Dark lady. Visionary. Frightening, almost. Your eyes that shift to wolf-silver sometimes, in those moments the least human eyes I have ever seen in a woman's face. So serious. I am becoming comfortable with the fact that I may never completely know you, may never really
understand. But I may actually love you. That's the frightening thing. Been your lover three years, took you to me far too quickly, only now realize that I'm barely beginning to know you, and barely coming to the place in myself where I can truly open to you. There's
been too much hurt, but still we seem to be trying. I may not trust you, not yet. Certainly not to trust your wanting me. Still.
And you, third one I permitted myself to love, though actually you held me in my entirety long before. Maybe you were even the first, I don't know. I name you: woman of the new oaks, Seabright. Lovely,
wary and skeptical as any feral thing. As I hold the scraps of cloth you gave me, the cool silk against my cheek echoing at least in my associations to the texture of your skin, I shiver with desire and quiet acceptance of what is, and I consider the aptness of that metaphor. I hold scraps for you, barely, maybe, elusive as a trout skittering out of my hands, a tiny songbird that watches me quickly
and carefully and then, so lightly, is gone. These things are enough for love, apparently, even if I don't understand it.
It bemuses me, how dear these scraps are that lie soft for my careless touch, that I have this collection of symbols that resonate between us that you do not know about...or if you do, then they are secrets, like the rest, that you keep well. The mystery of what you are and want
and what motivates you and how you do or do not feel is as rich and frustrating and confusing and difficult as making a cohesive thing from scraps and oddments of silken cloth. There is no explaining how precious they are.

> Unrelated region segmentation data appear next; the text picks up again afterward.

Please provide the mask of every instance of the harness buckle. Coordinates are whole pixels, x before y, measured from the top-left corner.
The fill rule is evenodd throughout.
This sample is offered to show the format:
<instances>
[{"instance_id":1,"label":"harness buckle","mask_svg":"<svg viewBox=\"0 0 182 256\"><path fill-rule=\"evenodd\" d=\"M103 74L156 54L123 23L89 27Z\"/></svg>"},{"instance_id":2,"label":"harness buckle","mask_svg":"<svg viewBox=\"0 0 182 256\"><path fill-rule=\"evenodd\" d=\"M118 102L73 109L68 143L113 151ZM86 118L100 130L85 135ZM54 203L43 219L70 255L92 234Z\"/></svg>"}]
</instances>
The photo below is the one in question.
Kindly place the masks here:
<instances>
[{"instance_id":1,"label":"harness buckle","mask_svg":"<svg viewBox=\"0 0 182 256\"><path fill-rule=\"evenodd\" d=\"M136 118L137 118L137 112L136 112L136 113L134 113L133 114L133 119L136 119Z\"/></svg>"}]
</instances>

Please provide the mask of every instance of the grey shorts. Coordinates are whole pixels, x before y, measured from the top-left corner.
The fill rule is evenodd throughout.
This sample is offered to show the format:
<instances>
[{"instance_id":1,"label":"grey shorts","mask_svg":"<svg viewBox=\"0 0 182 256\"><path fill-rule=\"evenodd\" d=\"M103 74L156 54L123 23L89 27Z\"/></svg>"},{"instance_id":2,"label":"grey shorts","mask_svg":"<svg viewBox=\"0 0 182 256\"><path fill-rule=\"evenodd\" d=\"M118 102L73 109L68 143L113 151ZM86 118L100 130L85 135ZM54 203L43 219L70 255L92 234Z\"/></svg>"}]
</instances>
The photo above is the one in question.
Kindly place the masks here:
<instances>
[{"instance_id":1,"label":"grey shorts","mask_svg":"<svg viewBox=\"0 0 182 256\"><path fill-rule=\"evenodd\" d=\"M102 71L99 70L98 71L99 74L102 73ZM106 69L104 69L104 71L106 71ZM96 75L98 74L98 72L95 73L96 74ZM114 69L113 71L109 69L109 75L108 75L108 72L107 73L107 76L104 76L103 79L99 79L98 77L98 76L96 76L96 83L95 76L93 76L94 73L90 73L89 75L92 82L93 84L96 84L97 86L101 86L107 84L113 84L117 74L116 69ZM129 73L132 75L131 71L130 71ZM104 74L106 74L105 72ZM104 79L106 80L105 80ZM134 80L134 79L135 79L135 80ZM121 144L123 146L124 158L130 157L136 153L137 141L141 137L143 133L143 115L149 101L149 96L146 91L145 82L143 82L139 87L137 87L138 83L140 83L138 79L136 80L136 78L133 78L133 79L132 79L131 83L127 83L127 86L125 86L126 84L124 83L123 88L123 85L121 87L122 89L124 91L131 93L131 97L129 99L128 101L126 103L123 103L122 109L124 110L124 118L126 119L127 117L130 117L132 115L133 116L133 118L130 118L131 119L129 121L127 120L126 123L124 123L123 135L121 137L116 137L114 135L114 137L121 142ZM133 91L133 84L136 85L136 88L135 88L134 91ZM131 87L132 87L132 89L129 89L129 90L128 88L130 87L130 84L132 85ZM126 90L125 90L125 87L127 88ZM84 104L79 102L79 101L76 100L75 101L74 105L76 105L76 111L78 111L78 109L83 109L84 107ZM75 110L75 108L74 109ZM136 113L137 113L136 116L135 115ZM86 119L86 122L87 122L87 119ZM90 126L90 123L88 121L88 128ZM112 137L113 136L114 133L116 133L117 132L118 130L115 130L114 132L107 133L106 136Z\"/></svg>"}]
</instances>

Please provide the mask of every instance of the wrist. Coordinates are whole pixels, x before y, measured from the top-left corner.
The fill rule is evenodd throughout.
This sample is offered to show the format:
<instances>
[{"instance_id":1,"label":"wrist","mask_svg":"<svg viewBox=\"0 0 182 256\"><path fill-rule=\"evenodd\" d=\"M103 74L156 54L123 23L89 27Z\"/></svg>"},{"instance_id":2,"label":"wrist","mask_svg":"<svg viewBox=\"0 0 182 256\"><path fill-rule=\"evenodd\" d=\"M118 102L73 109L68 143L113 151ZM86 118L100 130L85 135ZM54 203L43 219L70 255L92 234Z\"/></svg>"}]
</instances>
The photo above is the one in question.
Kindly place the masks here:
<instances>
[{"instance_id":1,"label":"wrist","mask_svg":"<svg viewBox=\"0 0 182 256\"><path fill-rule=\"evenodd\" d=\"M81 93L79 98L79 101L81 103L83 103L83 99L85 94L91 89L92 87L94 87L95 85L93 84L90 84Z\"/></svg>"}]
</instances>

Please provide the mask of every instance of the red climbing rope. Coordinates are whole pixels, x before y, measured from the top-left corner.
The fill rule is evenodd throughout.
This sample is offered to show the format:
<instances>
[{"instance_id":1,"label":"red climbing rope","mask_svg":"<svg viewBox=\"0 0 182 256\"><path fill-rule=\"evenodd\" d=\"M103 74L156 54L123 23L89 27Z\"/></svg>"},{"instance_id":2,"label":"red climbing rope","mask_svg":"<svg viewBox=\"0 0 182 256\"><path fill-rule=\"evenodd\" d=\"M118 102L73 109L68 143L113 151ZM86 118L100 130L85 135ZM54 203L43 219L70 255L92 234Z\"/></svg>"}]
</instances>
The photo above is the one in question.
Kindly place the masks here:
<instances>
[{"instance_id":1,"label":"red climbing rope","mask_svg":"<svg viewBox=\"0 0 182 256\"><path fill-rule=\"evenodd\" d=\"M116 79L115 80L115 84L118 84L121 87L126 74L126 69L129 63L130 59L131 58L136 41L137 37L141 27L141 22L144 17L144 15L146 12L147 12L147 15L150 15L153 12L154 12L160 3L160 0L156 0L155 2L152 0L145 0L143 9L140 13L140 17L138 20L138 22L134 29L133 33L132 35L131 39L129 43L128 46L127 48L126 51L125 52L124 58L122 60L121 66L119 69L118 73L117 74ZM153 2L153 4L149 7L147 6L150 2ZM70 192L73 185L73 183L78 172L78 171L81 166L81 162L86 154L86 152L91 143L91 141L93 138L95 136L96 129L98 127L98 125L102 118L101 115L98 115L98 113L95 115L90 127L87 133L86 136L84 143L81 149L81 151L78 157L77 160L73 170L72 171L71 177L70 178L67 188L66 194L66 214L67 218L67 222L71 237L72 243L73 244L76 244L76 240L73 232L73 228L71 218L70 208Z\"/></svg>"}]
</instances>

My pain seems almost beside the point now. It's there, it's enough. Sorrow, I think, adds richness. Path and garden, the flash of a bright feather caught on branches as I climb to places yet unseen and ever more remote. Here I dwell, and it is all of it fluid as the blood right now pouring out of the torn skin below my elbow, still leaking
where a few hours ago it pulsed from me gently with the beating of my heart. What a beautiful wound. I'm appalled. Delighted. Is this, then, what it is to love? This...movement? Really?